Planes, Trains, and Automobiles – Part 2
I took a deep breath to satisfy olfactory desires as I leaned over my custom Fritas Fries at the Big White Hut in Tujunga. Sitting at the rear table, before digging in I took in the map covering its back wall. It’s an old map from 1926 of Sunland and a portion of the San Fernando Valley. As I dined, I continued my examination … and that’s when I noticed it. Following the railroad tracks that lie alongside San Fernando Road, about halfway up the wall, was the word “Wahoo.” There a spur of the rail line embarked off to the east, heading into the Big Tujunga Wash. From that beginning, a history hunt began.

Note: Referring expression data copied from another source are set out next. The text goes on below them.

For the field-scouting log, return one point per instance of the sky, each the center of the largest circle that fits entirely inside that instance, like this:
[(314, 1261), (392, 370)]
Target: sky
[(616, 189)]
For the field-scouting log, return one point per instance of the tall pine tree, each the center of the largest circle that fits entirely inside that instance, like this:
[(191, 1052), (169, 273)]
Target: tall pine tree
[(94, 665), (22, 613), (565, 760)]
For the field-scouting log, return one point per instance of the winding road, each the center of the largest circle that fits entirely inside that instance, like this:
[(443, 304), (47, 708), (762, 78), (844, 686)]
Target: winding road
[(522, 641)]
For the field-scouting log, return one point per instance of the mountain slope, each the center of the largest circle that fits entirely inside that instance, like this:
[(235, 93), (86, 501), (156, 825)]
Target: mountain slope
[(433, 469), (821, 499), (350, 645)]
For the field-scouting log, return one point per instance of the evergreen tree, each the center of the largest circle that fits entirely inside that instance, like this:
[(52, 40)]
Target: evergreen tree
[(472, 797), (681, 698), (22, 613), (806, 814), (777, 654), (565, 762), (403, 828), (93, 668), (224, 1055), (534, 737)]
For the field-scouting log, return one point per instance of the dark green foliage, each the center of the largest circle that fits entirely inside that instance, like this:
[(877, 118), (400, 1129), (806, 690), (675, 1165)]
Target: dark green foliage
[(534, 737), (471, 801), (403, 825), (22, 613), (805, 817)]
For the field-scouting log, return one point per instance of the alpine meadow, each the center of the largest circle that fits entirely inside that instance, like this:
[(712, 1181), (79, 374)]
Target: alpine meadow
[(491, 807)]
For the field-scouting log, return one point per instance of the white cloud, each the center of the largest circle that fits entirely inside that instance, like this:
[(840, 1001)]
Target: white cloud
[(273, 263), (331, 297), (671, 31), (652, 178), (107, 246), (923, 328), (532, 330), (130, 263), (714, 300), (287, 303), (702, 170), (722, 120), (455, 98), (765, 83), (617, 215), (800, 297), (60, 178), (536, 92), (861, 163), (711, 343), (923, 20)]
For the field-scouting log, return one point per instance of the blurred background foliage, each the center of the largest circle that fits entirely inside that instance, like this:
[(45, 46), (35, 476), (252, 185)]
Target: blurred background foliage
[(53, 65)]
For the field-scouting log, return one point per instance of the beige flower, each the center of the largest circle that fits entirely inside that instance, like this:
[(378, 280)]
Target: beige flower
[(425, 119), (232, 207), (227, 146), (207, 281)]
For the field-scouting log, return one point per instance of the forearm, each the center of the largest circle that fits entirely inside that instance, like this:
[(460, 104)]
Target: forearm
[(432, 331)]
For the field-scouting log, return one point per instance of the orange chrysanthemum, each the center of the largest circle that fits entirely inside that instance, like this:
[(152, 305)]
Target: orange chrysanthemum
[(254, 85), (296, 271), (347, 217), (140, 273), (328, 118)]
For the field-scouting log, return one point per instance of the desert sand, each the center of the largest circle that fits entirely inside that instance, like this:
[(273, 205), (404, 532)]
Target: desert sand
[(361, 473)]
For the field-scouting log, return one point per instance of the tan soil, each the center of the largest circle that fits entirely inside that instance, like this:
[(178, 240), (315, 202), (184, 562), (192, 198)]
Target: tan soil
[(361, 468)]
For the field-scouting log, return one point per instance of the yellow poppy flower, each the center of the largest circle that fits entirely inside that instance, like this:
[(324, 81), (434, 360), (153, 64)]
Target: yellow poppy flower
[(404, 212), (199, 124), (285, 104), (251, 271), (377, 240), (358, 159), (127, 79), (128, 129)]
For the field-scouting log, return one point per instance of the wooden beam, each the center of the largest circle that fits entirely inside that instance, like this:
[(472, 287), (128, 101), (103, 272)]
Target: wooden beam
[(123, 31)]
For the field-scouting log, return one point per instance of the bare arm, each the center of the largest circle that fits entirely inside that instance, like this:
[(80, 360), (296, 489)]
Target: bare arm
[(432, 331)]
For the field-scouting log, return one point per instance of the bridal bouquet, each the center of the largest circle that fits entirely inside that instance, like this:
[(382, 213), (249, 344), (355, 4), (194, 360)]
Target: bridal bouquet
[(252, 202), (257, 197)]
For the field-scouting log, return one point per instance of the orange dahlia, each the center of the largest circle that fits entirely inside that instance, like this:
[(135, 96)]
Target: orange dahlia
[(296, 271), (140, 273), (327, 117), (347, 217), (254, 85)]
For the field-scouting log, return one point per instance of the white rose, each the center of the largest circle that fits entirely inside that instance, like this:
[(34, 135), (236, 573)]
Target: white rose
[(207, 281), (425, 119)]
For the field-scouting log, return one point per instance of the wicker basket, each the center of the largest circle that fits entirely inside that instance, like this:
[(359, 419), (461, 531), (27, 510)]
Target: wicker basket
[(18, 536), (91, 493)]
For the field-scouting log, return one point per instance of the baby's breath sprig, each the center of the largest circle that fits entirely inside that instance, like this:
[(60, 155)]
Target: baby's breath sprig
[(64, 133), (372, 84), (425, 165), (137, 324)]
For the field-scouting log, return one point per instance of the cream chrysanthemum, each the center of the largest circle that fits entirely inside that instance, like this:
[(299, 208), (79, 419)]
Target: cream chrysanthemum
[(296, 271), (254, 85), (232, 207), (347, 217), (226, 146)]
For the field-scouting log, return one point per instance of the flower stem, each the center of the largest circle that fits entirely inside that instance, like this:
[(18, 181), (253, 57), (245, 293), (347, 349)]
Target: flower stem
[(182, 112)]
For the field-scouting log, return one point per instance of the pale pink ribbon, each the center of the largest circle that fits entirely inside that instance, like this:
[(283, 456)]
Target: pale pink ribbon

As I drove home, I recalled a man who had come into Bolton Hall years ago with a story about finding what he believed was a train tunnel out in the wash. We made our way over to the museum’s map and he pointed to the approximate location of his purported discovery. While intrigued after many other guests had come and gone, the memory was relegated to some empty brain cells and promptly forgotten. Now the recollection had returned as the 1926 map had revealed the Wahoo Spur coming to an end near the spot the guest had identified.
Arriving home, I eagerly accessed satellite imagery of the area and lo and behold! A large structure was apparent there. And it wasn’t just large; it appeared to be huge. What was this big thing? The next step, of course, was to head there to see it for myself and try to determine what it was. The hike was not difficult; I arrived in perhaps 30 minutes to find a truly amazing site. It is indeed a train tunnel, some 330 feet long, built of reinforced concrete. All along the top are a series of loading portals, which reveal its purpose. A train would pull into this tunnel and would be loaded from above with gravel and stones. A deeper dive into the tunnel and the Wahoo Spur was then required.
That deeper dive came in the way of an introduction to Jock Scott, a man who could provide some of the answers. I was introduced to Jock, who is a mining expert who knows a great deal about the history of mining in Los Angeles. After describing the quest I was on, he promptly invited me to meet him at the Durbin Rock Plant in Baldwin Park.
“There is something I’d like you to see there,” he said.
This past January, I met Jock at the vast worksite. We entered a boardroom where the walls were covered with historic photos of numerous rock plant operations. He led me to one image and said, “There it is – that’s your tunnel. It used to be the bottom floor of the three-story Sheldon Rock Plant, which began operations in the early 1920s. The upper two floors were made of wood and no longer exist.”
The Wahoo Spur separated from the main line near the intersection of Truesdale Street and San Fernando Road and followed the path of the Hansen Dam spillway to the east. Reaching the Hansen Dam Golf Course, the tracks would have passed through the center of the 18th green and headed into the wash through where the dam sits now. The length of the spur was a little over two miles to the loading tunnel.

This was the only train that ever penetrated the Tujunga Rancho. At one end of the tunnel, 1923 is stamped. Flooding was a regular problem and operations ceased in the 1930s. A tremendous amount of cement was required to build Los Angeles, especially during the boom of the 1920s. Most of the gravel pulled from this plant served to make cement and helped our city rise. The final step was to take Mike Lawler to visit the site: 34 15’56.37”N, 118 22’13.28”W.